Trump pardons ex-Uber, Google engineer Levandowski


Muireann Bolger

Trump pardons ex-Uber, Google engineer Levandowski

Nuno21 /

The outgoing Trump administration has granted a full pardon to Anthony Levandowski, the former head of Google’s self-driving vehicle division, who was sentenced to 18 months in prison for stealing trade secrets last year.

In a memo, released yesterday, January 20, the administration said Levandowski “paid a significant price for his actions and plans to devote his talents to advance the public good”.

It also cited a quote from the sentencing judge in the case, Judge William Alsup, in which he described Levandowski as a “brilliant, groundbreaking engineer that our country needs”.

Levandowski was not set to serve his prison sentence until after the threat of the coronavirus pandemic had passed.

The pardon was backed by high-profile tech entrepreneurs, including Peter Thiel, co-founder of PayPal and Palantir, and Palmer Luckey, founder of Oculus and Anduril. Other business figures supporting the pardon included Michael Ovitz, Blake Masters, James Ramsey, James Proud, Mike Jensen, Ken Goldberg, Miles Ehrlich and Amy Craig.

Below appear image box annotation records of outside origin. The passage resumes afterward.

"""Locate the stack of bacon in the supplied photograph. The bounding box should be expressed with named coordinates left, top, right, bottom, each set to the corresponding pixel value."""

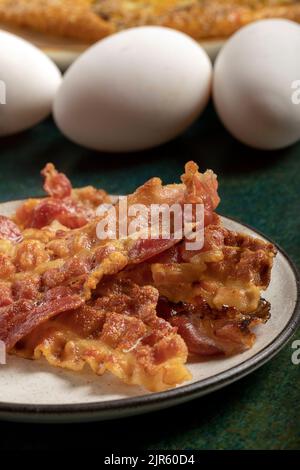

left=0, top=162, right=275, bottom=391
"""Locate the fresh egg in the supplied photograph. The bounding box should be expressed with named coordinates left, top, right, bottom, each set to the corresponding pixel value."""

left=0, top=31, right=62, bottom=136
left=54, top=26, right=212, bottom=152
left=213, top=19, right=300, bottom=150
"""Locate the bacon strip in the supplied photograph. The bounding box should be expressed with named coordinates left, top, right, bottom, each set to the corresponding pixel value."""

left=157, top=297, right=270, bottom=357
left=0, top=163, right=219, bottom=349
left=0, top=215, right=23, bottom=243
left=0, top=287, right=84, bottom=351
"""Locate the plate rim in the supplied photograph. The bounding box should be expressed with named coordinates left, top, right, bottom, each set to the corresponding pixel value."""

left=0, top=214, right=300, bottom=421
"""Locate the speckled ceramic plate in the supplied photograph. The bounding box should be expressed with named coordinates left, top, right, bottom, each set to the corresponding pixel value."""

left=0, top=198, right=300, bottom=422
left=0, top=24, right=225, bottom=70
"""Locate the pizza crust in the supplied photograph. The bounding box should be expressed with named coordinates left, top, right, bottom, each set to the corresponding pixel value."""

left=0, top=0, right=300, bottom=43
left=0, top=0, right=114, bottom=42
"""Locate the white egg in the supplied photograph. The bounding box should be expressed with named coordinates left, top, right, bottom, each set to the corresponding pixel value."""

left=0, top=31, right=62, bottom=136
left=54, top=26, right=212, bottom=152
left=213, top=19, right=300, bottom=149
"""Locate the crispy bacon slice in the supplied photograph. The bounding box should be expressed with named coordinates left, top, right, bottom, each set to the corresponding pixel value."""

left=16, top=163, right=109, bottom=229
left=157, top=297, right=270, bottom=356
left=0, top=287, right=84, bottom=351
left=0, top=215, right=23, bottom=243
left=0, top=163, right=218, bottom=347
left=41, top=163, right=72, bottom=199
left=120, top=225, right=276, bottom=313
left=15, top=280, right=190, bottom=391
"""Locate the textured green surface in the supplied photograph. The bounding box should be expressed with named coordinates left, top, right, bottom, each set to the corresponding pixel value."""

left=0, top=107, right=300, bottom=451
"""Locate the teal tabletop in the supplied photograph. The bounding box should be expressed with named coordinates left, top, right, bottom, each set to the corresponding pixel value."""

left=0, top=106, right=300, bottom=451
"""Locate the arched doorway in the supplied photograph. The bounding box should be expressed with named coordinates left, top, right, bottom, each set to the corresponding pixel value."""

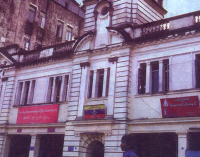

left=86, top=140, right=104, bottom=157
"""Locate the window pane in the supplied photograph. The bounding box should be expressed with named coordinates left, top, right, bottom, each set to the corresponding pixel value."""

left=55, top=76, right=62, bottom=102
left=138, top=63, right=146, bottom=94
left=24, top=81, right=30, bottom=105
left=97, top=69, right=104, bottom=97
left=152, top=62, right=159, bottom=93
left=56, top=21, right=63, bottom=38
left=64, top=75, right=69, bottom=101
left=88, top=71, right=94, bottom=98
left=163, top=59, right=169, bottom=92
left=106, top=68, right=110, bottom=96
left=27, top=6, right=36, bottom=22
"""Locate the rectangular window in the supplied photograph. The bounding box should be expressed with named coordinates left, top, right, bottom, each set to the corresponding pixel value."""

left=66, top=26, right=73, bottom=41
left=138, top=59, right=169, bottom=94
left=138, top=63, right=146, bottom=94
left=97, top=69, right=104, bottom=97
left=15, top=80, right=35, bottom=105
left=47, top=75, right=69, bottom=102
left=56, top=21, right=63, bottom=38
left=24, top=38, right=30, bottom=51
left=151, top=62, right=159, bottom=93
left=38, top=12, right=46, bottom=28
left=27, top=5, right=36, bottom=22
left=195, top=54, right=200, bottom=88
left=88, top=70, right=94, bottom=98
left=0, top=85, right=3, bottom=98
left=163, top=59, right=169, bottom=93
left=88, top=68, right=110, bottom=98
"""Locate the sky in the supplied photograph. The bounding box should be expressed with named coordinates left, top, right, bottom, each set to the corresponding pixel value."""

left=76, top=0, right=200, bottom=18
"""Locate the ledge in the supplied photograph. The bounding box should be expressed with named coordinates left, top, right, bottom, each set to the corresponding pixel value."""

left=72, top=119, right=114, bottom=126
left=6, top=122, right=65, bottom=129
left=128, top=117, right=200, bottom=125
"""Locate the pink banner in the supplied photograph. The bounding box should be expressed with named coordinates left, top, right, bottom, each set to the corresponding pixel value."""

left=160, top=96, right=200, bottom=118
left=17, top=104, right=58, bottom=124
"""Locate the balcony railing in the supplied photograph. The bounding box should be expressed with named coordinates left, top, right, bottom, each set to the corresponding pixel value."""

left=37, top=26, right=44, bottom=40
left=25, top=20, right=34, bottom=35
left=21, top=41, right=74, bottom=63
left=142, top=21, right=170, bottom=36
left=195, top=15, right=200, bottom=23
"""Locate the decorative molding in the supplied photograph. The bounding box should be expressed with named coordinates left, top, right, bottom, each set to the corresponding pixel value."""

left=108, top=57, right=119, bottom=63
left=2, top=77, right=8, bottom=82
left=80, top=62, right=90, bottom=68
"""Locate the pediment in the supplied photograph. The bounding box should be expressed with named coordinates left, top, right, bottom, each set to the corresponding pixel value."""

left=74, top=32, right=94, bottom=52
left=0, top=52, right=13, bottom=67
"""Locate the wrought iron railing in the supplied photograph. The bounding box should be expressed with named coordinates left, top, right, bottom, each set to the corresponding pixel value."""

left=22, top=41, right=74, bottom=63
left=142, top=21, right=170, bottom=36
left=194, top=15, right=200, bottom=23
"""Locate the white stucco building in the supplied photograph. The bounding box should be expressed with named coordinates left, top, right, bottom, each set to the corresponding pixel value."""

left=0, top=0, right=200, bottom=157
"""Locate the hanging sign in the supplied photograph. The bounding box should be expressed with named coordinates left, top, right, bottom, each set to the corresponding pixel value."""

left=17, top=104, right=58, bottom=124
left=160, top=96, right=200, bottom=118
left=84, top=105, right=105, bottom=119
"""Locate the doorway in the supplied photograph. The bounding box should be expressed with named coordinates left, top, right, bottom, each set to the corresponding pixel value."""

left=86, top=140, right=104, bottom=157
left=132, top=133, right=178, bottom=157
left=8, top=135, right=31, bottom=157
left=39, top=135, right=64, bottom=157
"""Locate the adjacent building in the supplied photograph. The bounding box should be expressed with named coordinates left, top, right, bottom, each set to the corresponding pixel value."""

left=0, top=0, right=200, bottom=157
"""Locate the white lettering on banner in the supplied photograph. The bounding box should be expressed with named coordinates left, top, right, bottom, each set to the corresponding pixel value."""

left=19, top=109, right=58, bottom=114
left=170, top=101, right=197, bottom=107
left=40, top=48, right=53, bottom=58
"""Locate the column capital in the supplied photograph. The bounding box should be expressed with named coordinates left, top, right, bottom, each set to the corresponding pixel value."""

left=80, top=62, right=90, bottom=68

Thiel was a major supporter and adviser for Trump’s 2016 presidential campaign but did not back Trump’s reelection effort. Luckey hosted a fundraiser for Trump just weeks before the 2020 election.

Theft of Google files

Before resigning in Google 2016, Levandowski headed Google’s Light Detecting and Ranging (LiDAR) engineering department. LiDAR is an essential technology in the development of self-driving vehicles. Levandowski then founded his own self-driving vehicle start-up, Ottomotto, which was later bought out by Uber for a reported $680 million.

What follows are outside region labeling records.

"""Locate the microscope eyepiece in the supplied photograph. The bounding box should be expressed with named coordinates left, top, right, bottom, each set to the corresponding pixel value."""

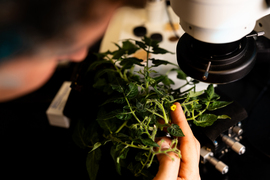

left=176, top=33, right=257, bottom=84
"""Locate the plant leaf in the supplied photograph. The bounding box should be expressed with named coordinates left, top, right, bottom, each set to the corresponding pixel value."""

left=207, top=101, right=232, bottom=111
left=110, top=144, right=129, bottom=175
left=149, top=58, right=172, bottom=67
left=110, top=84, right=124, bottom=93
left=126, top=83, right=139, bottom=99
left=116, top=110, right=132, bottom=120
left=120, top=57, right=144, bottom=69
left=90, top=142, right=102, bottom=152
left=140, top=137, right=159, bottom=147
left=167, top=124, right=185, bottom=137
left=86, top=149, right=102, bottom=180
left=188, top=90, right=204, bottom=98
left=193, top=114, right=218, bottom=127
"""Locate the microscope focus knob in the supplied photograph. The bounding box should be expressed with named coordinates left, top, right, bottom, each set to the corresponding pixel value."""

left=221, top=135, right=246, bottom=155
left=207, top=156, right=229, bottom=174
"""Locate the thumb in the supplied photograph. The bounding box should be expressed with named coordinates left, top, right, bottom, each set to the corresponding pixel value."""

left=153, top=137, right=180, bottom=180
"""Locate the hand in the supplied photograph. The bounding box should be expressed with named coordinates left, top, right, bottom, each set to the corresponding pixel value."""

left=154, top=103, right=201, bottom=180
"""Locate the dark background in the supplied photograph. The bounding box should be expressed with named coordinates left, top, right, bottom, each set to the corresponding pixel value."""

left=0, top=37, right=270, bottom=180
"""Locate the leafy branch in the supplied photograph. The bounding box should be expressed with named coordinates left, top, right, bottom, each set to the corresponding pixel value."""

left=73, top=37, right=231, bottom=180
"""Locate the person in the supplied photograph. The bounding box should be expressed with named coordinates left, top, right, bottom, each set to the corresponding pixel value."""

left=154, top=102, right=200, bottom=180
left=0, top=0, right=200, bottom=180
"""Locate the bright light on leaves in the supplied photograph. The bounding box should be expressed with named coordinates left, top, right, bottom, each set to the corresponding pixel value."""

left=74, top=37, right=231, bottom=180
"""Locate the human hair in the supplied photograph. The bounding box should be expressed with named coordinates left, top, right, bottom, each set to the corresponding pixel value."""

left=0, top=0, right=146, bottom=62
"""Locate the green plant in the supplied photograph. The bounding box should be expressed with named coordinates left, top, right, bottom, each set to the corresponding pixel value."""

left=73, top=37, right=230, bottom=180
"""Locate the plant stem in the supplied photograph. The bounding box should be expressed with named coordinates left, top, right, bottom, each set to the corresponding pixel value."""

left=115, top=121, right=128, bottom=133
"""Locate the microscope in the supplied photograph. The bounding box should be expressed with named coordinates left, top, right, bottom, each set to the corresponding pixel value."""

left=170, top=0, right=270, bottom=174
left=171, top=0, right=270, bottom=84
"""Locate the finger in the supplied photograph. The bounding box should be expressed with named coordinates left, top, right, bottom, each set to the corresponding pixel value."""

left=154, top=137, right=180, bottom=180
left=171, top=102, right=193, bottom=139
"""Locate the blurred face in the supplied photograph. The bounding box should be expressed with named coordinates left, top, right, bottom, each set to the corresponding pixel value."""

left=0, top=6, right=116, bottom=102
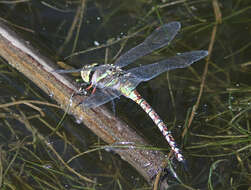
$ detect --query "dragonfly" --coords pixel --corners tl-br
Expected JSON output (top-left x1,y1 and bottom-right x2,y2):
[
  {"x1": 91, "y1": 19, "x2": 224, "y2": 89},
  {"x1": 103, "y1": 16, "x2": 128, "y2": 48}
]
[{"x1": 56, "y1": 22, "x2": 208, "y2": 163}]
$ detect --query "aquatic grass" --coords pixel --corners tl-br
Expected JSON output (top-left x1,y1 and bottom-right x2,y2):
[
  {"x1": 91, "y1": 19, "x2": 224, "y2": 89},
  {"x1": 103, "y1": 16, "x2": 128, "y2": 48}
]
[{"x1": 0, "y1": 1, "x2": 251, "y2": 190}]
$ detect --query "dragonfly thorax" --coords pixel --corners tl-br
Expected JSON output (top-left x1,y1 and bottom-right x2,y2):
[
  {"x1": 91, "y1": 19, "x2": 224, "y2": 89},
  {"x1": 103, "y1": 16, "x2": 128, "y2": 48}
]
[{"x1": 81, "y1": 63, "x2": 98, "y2": 83}]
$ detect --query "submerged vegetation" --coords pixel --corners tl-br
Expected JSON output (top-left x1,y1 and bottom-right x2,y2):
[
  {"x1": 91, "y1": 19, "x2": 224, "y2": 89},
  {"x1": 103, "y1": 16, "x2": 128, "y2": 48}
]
[{"x1": 0, "y1": 0, "x2": 251, "y2": 190}]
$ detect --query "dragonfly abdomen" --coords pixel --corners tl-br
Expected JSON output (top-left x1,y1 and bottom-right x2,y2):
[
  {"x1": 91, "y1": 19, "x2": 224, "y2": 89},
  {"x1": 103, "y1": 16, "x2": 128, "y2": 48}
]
[{"x1": 126, "y1": 90, "x2": 185, "y2": 163}]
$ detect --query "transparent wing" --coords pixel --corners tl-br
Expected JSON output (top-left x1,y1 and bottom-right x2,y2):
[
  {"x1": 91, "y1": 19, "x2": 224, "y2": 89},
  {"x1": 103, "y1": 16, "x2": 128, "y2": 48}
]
[
  {"x1": 52, "y1": 68, "x2": 83, "y2": 73},
  {"x1": 52, "y1": 64, "x2": 108, "y2": 73},
  {"x1": 114, "y1": 22, "x2": 180, "y2": 67},
  {"x1": 81, "y1": 88, "x2": 121, "y2": 108},
  {"x1": 127, "y1": 51, "x2": 208, "y2": 86}
]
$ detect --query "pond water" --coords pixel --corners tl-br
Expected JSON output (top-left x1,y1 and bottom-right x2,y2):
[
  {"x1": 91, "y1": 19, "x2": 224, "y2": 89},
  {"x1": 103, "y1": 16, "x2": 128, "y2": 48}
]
[{"x1": 0, "y1": 0, "x2": 251, "y2": 189}]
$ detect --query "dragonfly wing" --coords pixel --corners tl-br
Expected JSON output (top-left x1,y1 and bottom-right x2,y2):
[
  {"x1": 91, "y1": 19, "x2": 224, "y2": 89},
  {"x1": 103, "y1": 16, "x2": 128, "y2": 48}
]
[
  {"x1": 127, "y1": 51, "x2": 208, "y2": 82},
  {"x1": 81, "y1": 89, "x2": 121, "y2": 108},
  {"x1": 53, "y1": 68, "x2": 82, "y2": 73},
  {"x1": 114, "y1": 22, "x2": 180, "y2": 67}
]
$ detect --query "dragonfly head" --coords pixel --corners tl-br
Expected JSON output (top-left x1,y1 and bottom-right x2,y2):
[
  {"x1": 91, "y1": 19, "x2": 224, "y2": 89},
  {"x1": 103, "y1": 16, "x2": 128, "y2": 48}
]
[{"x1": 81, "y1": 63, "x2": 98, "y2": 83}]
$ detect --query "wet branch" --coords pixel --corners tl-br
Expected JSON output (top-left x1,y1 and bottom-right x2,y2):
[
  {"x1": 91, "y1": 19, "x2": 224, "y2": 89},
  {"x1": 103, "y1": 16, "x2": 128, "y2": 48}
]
[{"x1": 0, "y1": 21, "x2": 167, "y2": 184}]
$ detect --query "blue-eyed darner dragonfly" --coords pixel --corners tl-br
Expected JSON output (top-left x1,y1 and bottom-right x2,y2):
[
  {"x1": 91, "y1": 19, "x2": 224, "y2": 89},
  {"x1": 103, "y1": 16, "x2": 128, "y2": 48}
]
[{"x1": 56, "y1": 22, "x2": 208, "y2": 162}]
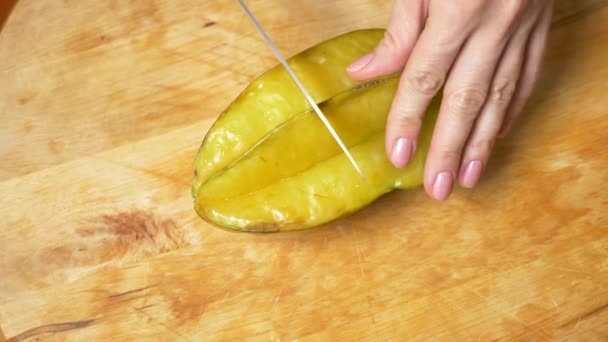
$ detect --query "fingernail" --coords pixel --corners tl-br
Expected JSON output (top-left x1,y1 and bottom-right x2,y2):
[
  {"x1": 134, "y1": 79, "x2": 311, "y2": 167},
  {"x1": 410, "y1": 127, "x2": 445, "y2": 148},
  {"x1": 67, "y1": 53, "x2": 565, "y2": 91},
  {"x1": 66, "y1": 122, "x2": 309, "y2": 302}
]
[
  {"x1": 346, "y1": 53, "x2": 374, "y2": 72},
  {"x1": 391, "y1": 138, "x2": 414, "y2": 168},
  {"x1": 433, "y1": 171, "x2": 454, "y2": 201},
  {"x1": 461, "y1": 160, "x2": 483, "y2": 188}
]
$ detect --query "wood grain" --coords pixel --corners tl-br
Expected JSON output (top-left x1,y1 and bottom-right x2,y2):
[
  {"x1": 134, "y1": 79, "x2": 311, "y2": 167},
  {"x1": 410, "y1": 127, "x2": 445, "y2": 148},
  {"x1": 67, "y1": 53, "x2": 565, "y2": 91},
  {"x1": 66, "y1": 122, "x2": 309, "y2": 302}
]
[{"x1": 0, "y1": 0, "x2": 608, "y2": 341}]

However, Google accused Levandowski of downloading 14,000 files containing confidential engineering, manufacturing, and business documents from the tech company’s servers before he left. According to Google, the files contained “critical engineering information” about the hardware used in the development of Google’s self-driving vehicles.

In August 2019, a California grand jury indicted former Uber executive Anthony Levandowski for stealing trade secrets.

David Anderson, US attorney for the US District Court for the Northern District of California, said that while “all of us have the right to change jobs...none of us has the right to fill our pockets on the way out the door”. In March 2020, Levandowski’s petition to dispute the original ruling was denied by the Superior Court of California and he was ordered to pay Google $179 million.

Following the pardon, Levandowski said in a tweet: “My family and I are grateful for the opportunity to move forward, and thankful to the President and others who supported and advocated on my behalf.”